Samandal is a comics magazine based in Beirut, Lebanon, but they publish artists from all over the world. The first comic I ever had published by somebody that wasn’t myself appeared in Samandal #1 back in 2007. They’ve published 15 issues in three different languages, hosted international cartoonists, set up comics events in Beirut and acted as the anchor of a wonderful and thriving comics community in the Middle East. I was a guest editor on issue 11 in 2011 when I lived in Beirut. That experience inspired the founding of my own comics anthology, Irene. Samandal’s editors are amazing people and artists. I’m lucky to call them my friends.
Samandal is in big, big trouble. Three of their editors lost a legal case brought by the Lebanese government that interpreted two out of context panels to be “inciting sectarian strife.” It’s utter bullshit. For a detailed story about the case, there’s a good New Yorker article that covers it.
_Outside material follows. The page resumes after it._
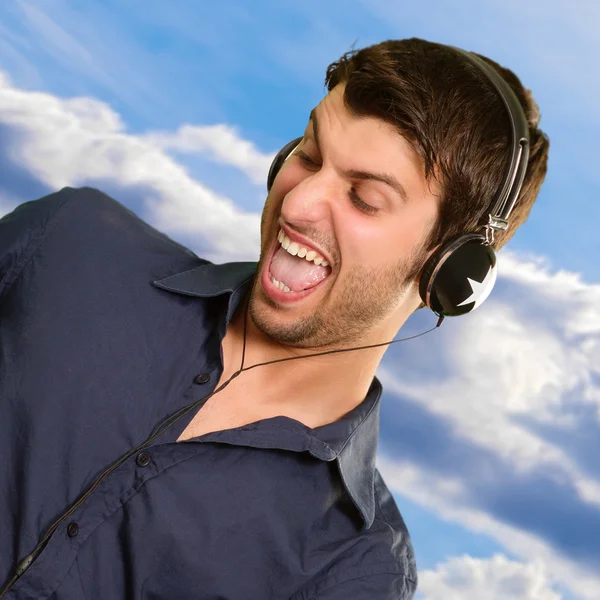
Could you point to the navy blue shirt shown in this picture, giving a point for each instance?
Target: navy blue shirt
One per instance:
(107, 328)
The editors now face tens of thousands of dollars in fines for completely spurious charges. They’re raising money to try to stay in business. If they don’t raise enough, not only will the magazine be shuttered, but the editors could face jail time for nonpayment of their crippling fines.
Samandal matters. The Institute for Current World Affairs said:
In the Middle East, Beirut is the vanguard of Arab comix. Samandal’s sixteen issues since 2007 have pushed artists in Egypt, Morocco, and Tunisia to follow suit. As Samandal’s coterie of artists experiment in Arabic, French, and English, the ‘zine has carved out space for scores of Lebanese graphic novels and other interventions across the region.
The Hooded Utilitarian called Samandal “ground zero for Arab comics.” I love this art form, and wherever there is a group of people in this world making comics together, there is a light. Please, please consider donating to their fundraising campaign, even if this is the first time you’ve heard of Samandal. Don’t let this light go out.